Depois de criar oportunidades suficientes para ganhar o jogo com fôlego, o Manchester United acabou perdendo para o West Ham por causa de um pênalti bem polêmico no final. E foi a gota d’água. Será que sem a intervenção do VAR, Erik Ten Hag ainda seria o técnico do United?
Pode ser, embora a pressão já estivesse muito forte, e sua demissão parecia uma questão de tempo. Sua retrospectiva no clube, em quase duas temporadas e meia, não inspirava confiança, e uma decisão estava sempre pesando contra ele — a opção de gastar tanto com Antony, com quem ele trabalhou no Ajax, mas que até agora não rendeu com o United.
Ten Hag, então, sofreu por causa de um ponta-direita. Mas o técnico, e muito mais ainda o clube, vem sofrendo com pessoas que jogam muito mais no campo direito — um fenômeno tão emblemático de nossos tempos, a classe bilionária.
Controlando o time agora está o ricaço inglês Jim Radcliffe, um empresário muito bem-sucedido no ramo petroquímico. Cresceu na cidade, torce para o clube e agora parece encarar seu papel no clube como um projeto de ego — tipo, “os meus métodos foram suficientes para ganhar no mundo de negócios, agora vou aplicá-los ao futebol para o mundo admirar.”

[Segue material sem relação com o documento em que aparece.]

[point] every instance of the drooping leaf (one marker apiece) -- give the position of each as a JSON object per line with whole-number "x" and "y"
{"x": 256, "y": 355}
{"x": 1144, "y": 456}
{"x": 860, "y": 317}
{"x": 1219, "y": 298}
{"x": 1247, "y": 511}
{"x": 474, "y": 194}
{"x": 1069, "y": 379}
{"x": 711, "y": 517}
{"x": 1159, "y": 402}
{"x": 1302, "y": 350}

Tem a questão aqui de “transferibilidade” — se as habilidades dentro de um campo de atividade podem ser transferidas para outro. Muitas vezes, os bilionários se acham infalíveis — é só tirar qualquer restrição deles e o sucesso é garantido.

Por causa disso, o Ratcliffe tem sido um adversário implacável dos sindicatos — e também foi um apoiador ardente do Brexit, a saída da Grã-Bretanha da União Europeia. Esse assunto, em si, traz evidências suficientes para questionar sua sabedoria e julgamento.

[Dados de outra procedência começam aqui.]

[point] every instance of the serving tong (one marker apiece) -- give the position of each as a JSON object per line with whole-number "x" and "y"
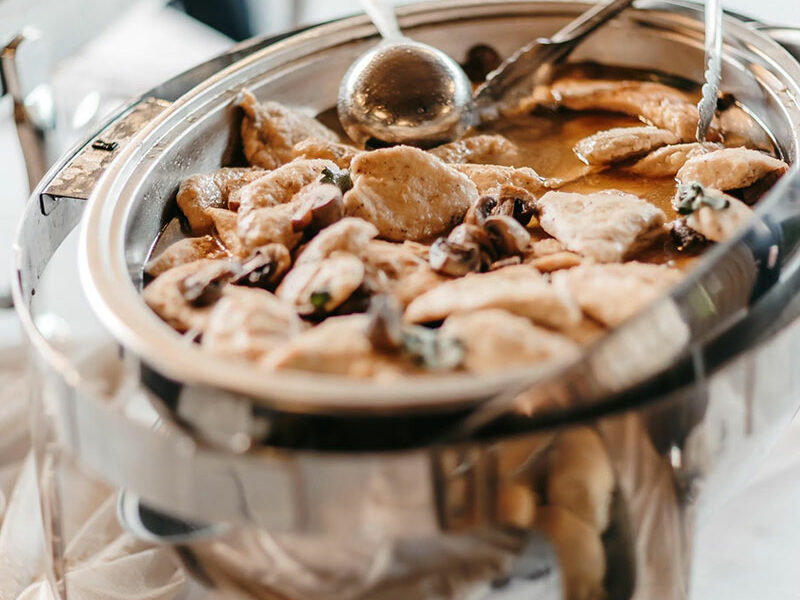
{"x": 533, "y": 64}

E seu início com o United não impressiona — depois da última temporada, resolveu manter Ten Hag, deu mais dinheiro para ele gastar na janela de transferências, e agora o coloca na rua.

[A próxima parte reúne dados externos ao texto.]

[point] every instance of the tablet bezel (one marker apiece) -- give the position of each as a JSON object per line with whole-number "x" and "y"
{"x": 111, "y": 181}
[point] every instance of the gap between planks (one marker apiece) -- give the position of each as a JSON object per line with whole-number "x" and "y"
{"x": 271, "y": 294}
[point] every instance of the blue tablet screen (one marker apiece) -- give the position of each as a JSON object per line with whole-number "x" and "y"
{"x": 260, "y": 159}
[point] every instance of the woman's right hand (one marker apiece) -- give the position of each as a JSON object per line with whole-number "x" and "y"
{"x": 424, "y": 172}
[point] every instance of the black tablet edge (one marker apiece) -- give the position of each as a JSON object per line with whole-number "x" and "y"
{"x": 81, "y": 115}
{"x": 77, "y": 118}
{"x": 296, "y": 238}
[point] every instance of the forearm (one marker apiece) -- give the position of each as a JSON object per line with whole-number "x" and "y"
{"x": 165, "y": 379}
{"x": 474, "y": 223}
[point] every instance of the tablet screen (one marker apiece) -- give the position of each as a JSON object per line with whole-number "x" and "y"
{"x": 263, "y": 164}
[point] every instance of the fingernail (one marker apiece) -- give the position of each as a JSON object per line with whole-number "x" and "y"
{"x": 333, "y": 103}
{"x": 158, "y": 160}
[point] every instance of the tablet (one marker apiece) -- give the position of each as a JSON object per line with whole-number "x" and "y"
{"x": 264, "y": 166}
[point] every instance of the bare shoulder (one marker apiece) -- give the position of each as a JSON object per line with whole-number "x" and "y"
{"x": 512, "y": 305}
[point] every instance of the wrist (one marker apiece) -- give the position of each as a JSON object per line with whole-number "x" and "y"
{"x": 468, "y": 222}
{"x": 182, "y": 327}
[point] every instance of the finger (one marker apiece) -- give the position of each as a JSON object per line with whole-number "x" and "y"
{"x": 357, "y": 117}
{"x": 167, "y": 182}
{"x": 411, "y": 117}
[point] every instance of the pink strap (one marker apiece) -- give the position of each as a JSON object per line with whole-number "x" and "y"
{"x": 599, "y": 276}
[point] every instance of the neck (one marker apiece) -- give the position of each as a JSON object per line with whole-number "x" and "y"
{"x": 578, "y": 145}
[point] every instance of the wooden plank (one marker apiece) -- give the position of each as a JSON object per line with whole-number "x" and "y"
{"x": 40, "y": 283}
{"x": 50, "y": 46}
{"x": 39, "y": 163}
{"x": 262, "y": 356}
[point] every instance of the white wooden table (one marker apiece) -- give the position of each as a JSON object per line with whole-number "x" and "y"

Já ficou evidente que o futebol não é petroquímico.
Mas a relação de Ratcliffe com o United não pode passar muito de um projeto de ego porque ele possui apenas 25% do clube. O restante fica com a família norte-americana Glazer, que deve estar rindo à toa com a chegada de Ratcliffe.
Porque agora o ricaço inglês virou o rosto público do clube e de seus problemas, enquanto os Glazers ficam nas sombras, uma posição bem mais conveniente. Os Glazers não estão querendo publicidade. Estão querendo retorno no seu investimento — que, na verdade, nem era deles.

O clube foi comprado, quase 20 anos atrás, com dinheiro emprestado — o famoso “debt leveraged buyout”. Na época, o United não tinha dívida. Só que os Glazers colocaram a grana emprestada na conta do clube, e de repente o United estava com uma dívida enorme. E os Glazers se ocupavam com o projeto de cortar os gastos para extrair mais.
Num cenário assim, alguém realmente fica surpreso que o clube está passando por dificuldades no campo? Cinco técnicos, um atrás do outro, têm fracassado. Óbvio que o problema é muito maior que Erik Ten Hag. Pode até ser que o envolvimento de Ratcliffe vá melhorar a situação — pelo menos tem alguém aí perto que quer ver resultados esportivos.
Duas conclusões. Primeiro, Ratcliffe tem que acertar com o próximo técnico. Caso contrário, seu envolvimento fica comprometido. Segundo, a situação do United deve servir como advertência para o futebol brasileiro. Agora as portas estão abertas para a classe bilionária, com os perigos de excesso de ganância e de ego.